Fluctuation Electromagnetic Interaction Between Rotating Nanoparticle and Near-Field of the Surface

TL;DR

This paper develops a theoretical framework to analyze the electromagnetic interactions, including friction torque and heat exchange, between a rotating nanoparticle and a surface, considering arbitrary rotation axis orientations.

Contribution

It introduces a general theoretical approach for fluctuation electromagnetic interactions with arbitrary rotation axis orientation, extending previous models with specific axis assumptions.

Findings

Derived integral expressions for torque, energy, and heat exchange with different coefficients.

Numerical estimations for gold and silicon carbide systems.

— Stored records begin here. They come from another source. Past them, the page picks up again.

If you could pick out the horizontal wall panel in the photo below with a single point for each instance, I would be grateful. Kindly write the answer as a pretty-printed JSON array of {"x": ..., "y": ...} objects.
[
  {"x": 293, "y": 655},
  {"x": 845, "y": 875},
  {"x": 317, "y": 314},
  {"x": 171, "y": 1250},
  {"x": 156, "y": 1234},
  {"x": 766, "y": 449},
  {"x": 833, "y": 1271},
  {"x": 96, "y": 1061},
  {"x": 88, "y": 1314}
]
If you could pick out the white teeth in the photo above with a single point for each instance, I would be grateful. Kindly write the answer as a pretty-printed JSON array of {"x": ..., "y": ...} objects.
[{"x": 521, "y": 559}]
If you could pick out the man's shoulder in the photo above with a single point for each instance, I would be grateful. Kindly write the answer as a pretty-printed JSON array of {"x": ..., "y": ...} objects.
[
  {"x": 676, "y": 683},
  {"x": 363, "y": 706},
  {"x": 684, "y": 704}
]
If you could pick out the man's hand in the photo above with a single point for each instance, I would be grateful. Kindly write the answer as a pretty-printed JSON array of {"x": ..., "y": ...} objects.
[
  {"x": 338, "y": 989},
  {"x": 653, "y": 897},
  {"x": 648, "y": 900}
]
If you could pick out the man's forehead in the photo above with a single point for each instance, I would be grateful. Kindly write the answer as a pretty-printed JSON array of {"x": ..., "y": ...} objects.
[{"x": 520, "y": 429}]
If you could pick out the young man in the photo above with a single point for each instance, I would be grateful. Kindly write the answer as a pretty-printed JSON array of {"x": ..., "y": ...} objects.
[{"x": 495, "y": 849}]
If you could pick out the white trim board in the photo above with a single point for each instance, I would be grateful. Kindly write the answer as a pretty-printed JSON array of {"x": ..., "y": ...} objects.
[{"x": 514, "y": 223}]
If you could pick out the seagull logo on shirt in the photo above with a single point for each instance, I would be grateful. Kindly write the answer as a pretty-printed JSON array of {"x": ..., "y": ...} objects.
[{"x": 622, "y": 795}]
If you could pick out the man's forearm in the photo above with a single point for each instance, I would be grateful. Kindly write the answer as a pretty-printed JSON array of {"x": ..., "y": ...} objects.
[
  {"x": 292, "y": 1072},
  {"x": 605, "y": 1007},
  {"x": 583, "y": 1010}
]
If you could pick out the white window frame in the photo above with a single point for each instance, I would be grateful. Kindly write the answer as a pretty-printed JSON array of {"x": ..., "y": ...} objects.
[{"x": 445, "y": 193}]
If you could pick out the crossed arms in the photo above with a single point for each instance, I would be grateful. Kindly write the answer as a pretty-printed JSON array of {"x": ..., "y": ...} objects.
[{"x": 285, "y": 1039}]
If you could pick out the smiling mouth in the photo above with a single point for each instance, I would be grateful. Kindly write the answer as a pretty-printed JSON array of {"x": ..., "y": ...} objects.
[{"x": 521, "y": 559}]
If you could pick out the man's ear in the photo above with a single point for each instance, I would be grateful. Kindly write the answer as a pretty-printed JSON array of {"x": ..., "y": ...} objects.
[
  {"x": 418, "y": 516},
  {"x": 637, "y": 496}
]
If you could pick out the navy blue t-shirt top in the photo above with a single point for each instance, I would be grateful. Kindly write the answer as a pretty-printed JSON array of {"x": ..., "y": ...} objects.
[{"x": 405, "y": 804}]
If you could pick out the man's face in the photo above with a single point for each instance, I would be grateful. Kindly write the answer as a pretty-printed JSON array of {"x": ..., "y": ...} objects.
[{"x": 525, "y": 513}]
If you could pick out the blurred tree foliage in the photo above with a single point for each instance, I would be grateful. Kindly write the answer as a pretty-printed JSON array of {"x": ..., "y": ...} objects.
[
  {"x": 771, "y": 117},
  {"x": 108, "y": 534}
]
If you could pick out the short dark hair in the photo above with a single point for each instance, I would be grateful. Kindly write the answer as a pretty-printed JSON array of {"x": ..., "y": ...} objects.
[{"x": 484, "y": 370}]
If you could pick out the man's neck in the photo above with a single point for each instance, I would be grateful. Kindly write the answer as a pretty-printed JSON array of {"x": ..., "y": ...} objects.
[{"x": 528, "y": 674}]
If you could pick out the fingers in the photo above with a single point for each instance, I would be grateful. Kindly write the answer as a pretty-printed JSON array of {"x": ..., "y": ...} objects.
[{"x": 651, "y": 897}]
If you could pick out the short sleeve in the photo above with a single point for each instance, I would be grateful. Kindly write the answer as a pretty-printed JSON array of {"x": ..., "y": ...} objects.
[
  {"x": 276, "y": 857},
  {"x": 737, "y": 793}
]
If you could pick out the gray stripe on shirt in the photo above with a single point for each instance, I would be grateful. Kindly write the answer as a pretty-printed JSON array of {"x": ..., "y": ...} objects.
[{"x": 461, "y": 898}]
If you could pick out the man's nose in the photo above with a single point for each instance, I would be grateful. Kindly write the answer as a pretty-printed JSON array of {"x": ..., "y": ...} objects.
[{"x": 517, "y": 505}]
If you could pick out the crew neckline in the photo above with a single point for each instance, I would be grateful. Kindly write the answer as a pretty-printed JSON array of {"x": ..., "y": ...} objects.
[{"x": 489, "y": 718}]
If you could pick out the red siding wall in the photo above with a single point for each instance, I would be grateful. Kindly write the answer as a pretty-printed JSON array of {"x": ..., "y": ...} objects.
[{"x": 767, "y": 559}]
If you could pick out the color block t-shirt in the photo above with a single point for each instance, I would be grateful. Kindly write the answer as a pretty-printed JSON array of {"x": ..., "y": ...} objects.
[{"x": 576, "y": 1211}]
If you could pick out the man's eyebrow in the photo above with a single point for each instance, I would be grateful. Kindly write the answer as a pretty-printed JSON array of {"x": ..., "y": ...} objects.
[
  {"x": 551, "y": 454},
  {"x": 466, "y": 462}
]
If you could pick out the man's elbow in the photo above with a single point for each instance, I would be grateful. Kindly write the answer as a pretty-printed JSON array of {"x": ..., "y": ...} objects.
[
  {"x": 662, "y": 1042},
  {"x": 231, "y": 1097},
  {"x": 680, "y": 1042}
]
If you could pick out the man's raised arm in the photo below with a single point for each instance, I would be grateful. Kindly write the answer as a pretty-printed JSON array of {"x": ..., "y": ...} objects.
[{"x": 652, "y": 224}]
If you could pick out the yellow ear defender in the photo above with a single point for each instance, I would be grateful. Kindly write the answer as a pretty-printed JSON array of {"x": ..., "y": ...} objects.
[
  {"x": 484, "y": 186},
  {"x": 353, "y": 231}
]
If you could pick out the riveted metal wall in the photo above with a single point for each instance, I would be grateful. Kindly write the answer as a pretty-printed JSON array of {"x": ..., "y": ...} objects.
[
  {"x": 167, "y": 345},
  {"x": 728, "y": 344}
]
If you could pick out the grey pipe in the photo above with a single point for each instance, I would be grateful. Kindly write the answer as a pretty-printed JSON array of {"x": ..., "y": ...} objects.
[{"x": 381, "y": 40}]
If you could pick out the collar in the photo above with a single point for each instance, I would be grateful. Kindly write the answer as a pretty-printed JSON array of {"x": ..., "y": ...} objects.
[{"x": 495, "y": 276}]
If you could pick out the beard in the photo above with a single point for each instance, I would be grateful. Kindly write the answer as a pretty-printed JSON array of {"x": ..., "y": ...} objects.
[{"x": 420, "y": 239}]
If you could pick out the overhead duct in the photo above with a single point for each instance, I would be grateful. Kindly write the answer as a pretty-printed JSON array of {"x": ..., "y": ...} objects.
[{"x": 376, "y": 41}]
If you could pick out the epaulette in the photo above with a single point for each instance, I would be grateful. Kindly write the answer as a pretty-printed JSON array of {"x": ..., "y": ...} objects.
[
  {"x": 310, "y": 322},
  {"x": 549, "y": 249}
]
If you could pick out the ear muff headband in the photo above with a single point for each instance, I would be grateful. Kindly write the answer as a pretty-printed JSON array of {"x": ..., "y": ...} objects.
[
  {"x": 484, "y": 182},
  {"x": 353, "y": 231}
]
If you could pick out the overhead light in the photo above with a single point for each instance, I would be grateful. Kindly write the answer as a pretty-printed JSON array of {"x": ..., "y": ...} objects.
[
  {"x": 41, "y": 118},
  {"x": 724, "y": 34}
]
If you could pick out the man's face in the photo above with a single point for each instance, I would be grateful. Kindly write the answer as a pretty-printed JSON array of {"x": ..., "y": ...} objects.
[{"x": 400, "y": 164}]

Compared results with previous perpendicular rotation axis case.

Abstract

Fluctuation electromagnetic interaction between a small rotating particle and a polarizable surface produces the friction torque on the particle, changes the attraction force (van -der -Waals force) and the rate of heat exchange in this system. In this paper we consider the case where the rotation axis is parallel to the surface. We present general theoretical basis allowing to obtain characteristics of the interaction at an arbitrary orientation of the rotation axis. In comparison to the case where the rotation axis is perpendicular to the surface (arXiv: 1208.2603), the obtained integral expressions for the friction torque, interaction energy and heating rate have different numerical coefficients. Numerical estimations are given in the case Au (particle)- Au(surface) and SiC (particle)-SiC (surface).